In cases where a matrix has repeated eigenvalues, special attention is needed to check if enough linearly independent eigenvectors exist.

Invertible Matrix

An invertible matrix, also known as a non-singular matrix, is one that can be "reversed", meaning that there exists another matrix which, when multiplied with the original, results in the identity matrix \( I \). For a matrix \( P \), being invertible implies there exists a matrix \( P^{-1} \) such that \( PP^{-1} = I \).
In the context of matrix diagonalization, an invertible matrix \( P \) is crucial. It is used to relate the original matrix \( A \) to its diagonal form \( D \) through the transformation \( A = PDP^{-1} \).

• The presence of \( P^{-1} \) ensures that the transformation can be "undone" to retrieve the original matrix \( A \).
• An invertible matrix has non-zero determinant, further implying that all its eigenvalues are non-zero.

Thus, invertibility is a necessary condition to employ the diagonalization process, ensuring that the matrix representation can be reversed.

Characteristic Polynomial

The characteristic polynomial provides a crucial insight into the matrix by revealing its eigenvalues. Constructed from the matrix \( A \), the characteristic polynomial is obtained by computing the determinant of \( (A - \lambda I) \).
For instance, if we have a matrix \( B \), its characteristic polynomial is derived by determining \( \det(B - \lambda I) \). The solutions to the equation set by the characteristic polynomial, \( \det(B - \lambda I) = 0 \), are the eigenvalues of \( B \).
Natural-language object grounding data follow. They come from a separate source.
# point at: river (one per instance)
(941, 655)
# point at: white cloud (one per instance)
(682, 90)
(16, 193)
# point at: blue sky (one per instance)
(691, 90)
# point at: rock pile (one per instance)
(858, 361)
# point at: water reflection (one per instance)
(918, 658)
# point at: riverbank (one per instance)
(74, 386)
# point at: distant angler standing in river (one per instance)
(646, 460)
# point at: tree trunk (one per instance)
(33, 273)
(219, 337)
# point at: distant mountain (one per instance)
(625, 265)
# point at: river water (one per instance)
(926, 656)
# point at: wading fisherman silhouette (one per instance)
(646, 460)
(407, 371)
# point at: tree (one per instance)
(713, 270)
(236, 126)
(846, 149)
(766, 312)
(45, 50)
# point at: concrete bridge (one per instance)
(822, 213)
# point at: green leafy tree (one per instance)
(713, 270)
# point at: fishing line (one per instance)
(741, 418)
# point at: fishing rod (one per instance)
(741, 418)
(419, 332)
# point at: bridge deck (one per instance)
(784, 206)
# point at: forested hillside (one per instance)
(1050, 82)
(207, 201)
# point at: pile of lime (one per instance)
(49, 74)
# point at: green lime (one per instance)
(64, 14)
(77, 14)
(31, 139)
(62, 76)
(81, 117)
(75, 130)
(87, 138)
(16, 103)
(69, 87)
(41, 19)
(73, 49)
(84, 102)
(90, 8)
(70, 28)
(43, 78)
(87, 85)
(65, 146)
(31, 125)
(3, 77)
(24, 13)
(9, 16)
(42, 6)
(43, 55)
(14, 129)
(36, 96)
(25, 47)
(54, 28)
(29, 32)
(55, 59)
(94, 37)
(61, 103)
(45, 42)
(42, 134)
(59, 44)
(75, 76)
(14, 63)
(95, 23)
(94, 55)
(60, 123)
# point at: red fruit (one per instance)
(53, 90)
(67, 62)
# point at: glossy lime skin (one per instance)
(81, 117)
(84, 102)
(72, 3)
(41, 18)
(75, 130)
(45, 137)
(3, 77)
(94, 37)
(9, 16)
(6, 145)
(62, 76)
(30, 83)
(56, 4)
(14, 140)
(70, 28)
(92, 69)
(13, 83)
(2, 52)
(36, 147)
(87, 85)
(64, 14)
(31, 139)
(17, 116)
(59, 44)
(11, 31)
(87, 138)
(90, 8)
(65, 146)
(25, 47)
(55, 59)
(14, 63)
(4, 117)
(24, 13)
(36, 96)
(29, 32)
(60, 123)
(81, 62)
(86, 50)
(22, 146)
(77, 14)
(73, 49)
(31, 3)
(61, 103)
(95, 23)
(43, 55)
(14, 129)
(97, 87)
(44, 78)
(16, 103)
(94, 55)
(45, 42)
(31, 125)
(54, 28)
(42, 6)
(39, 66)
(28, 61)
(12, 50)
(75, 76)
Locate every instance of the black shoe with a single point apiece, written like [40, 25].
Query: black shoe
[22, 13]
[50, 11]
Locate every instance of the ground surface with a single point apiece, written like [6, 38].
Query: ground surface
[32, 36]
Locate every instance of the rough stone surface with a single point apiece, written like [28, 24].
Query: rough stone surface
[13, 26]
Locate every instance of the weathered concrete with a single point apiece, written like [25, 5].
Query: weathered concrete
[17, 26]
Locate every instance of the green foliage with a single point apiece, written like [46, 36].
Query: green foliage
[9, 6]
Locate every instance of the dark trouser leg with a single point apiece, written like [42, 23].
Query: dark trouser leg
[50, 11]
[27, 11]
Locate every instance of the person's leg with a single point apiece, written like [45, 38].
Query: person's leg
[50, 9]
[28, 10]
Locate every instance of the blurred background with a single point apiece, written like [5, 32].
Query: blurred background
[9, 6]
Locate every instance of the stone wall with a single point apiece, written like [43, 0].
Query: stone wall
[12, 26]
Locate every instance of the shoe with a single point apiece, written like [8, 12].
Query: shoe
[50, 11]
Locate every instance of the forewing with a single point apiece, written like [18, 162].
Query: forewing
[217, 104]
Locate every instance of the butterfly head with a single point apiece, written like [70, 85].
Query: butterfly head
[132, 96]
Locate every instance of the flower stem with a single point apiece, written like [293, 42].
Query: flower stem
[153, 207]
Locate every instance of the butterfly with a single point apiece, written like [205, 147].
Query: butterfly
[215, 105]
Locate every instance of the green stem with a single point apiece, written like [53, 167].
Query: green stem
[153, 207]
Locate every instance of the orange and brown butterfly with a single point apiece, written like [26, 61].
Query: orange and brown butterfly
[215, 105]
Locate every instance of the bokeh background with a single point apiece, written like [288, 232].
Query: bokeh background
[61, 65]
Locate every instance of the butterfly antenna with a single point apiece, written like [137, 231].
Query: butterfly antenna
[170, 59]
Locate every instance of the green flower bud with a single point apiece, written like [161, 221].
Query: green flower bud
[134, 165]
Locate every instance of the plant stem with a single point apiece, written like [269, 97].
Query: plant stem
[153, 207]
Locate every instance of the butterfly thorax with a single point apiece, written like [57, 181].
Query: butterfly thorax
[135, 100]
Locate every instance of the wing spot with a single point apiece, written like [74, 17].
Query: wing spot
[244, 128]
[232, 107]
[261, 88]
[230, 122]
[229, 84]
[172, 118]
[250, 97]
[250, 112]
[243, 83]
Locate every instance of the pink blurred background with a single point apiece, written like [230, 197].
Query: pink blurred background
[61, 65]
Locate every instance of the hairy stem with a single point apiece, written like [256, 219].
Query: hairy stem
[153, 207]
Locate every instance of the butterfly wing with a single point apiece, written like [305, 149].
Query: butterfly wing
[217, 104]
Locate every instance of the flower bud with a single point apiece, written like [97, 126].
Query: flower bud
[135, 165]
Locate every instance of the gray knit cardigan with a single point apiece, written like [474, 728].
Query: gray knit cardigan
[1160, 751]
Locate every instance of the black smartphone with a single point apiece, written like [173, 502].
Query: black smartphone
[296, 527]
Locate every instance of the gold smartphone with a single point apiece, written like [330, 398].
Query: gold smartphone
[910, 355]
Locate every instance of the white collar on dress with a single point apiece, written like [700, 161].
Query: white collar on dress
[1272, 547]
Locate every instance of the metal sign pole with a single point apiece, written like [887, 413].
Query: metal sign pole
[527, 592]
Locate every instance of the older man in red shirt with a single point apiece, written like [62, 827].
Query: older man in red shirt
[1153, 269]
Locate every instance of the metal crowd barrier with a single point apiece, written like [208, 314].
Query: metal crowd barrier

• This polynomial has a degree equal to the size of the matrix, indicating the maximum number of eigenvalues the matrix can have.
• The roots of the characteristic polynomial, in terms of algebraic multiplicity, indicate the number of times each eigenvalue appears.

Thus, the characteristic polynomial serves as a vital tool in diagonalization, identifying eigenvalues that need further verification for geometric properties.